Hello and welcome back to Bandcamp Buried Treasure, where I'll be hunting down Buy It Now/Free Download-payment option albums on Bandcamp by the best bands you've never heard! The goal is to introduce you smaller bands or obscure side-projects you might not have heard of. Anything to expand your musical horizons by just a little bit each week, all while keeping your cost (potentially) down! This week we'll be listening to Aborted side-project-shred Mendel!
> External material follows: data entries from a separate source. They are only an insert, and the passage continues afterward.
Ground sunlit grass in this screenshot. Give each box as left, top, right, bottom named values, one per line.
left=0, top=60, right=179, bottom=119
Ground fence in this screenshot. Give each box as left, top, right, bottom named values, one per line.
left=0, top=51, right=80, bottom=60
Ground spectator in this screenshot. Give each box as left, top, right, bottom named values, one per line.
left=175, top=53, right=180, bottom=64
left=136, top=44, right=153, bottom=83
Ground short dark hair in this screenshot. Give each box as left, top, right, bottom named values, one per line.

Mendel, or the side project of Aborted guitarist Mendel Bij De Leij, describes himself as "Back in [a] band" and "progressive metal," which is eerily accurate. Just hitting play on the Subliminal Colors first track "Shores," you're taken from a nice litle musical box melody, to a huge organ with some serious balls, to metal and shred… and while that might sound pretty tasteless as most instru-metal music is wont to do, Mendel knocks the damn thing right out of the ballpark. Just go from that to the next track "Messengers," which is more along the lines of a Paul-Wardingham-meets-classic jams thing, to the next track after that titled "Fall," which sticks more to a Dream Theater-ish ambient kind of sound without all the boring of the aforementioned. What I'm saying is that Mendel knows damn well how to write a track and keep it interesting the whole time without resorting to the usual gimmicks of instru-metal (stupid solos, extended riffs that only evolve slightly from section to section that get boring, and switching to a new riff every three seconds in order to try and keep you interested). Like most of the music I've been featuring, Mendel knows damn well how to compose a song; that is, the man can write from section to section and keep it different without jumping too far from the overall tonality of the song. There are simply no mistakes.
Some of my favorite tracks are "Moleculair Veil," which is everything I would ever want a blues death metal band to be when going for a funky song (weird, but trust me), and "Sumerian Sun," which takes essentially everything everyone loves about progressive metal band riffs ala The Safety Fire and Intervals, trims the fat right the hell off, and makes them… listenable. Not a big fan of wank and there's none to be had here.
Just one more note about how awesome this album is; it ends with a 25-minute metal symphony that will destroy your entire universe and everything you thought you knew about writing music… and that's where this album succeeds. It doesn't try to be anything in particular, but never strays too far from a heavier core sound. There's plenty of cool instrumentation, riffs, patterns, licks, solos, you name it. Everything on Subliminal Colors is so unbelievably tasteful that… just go hit play and find out.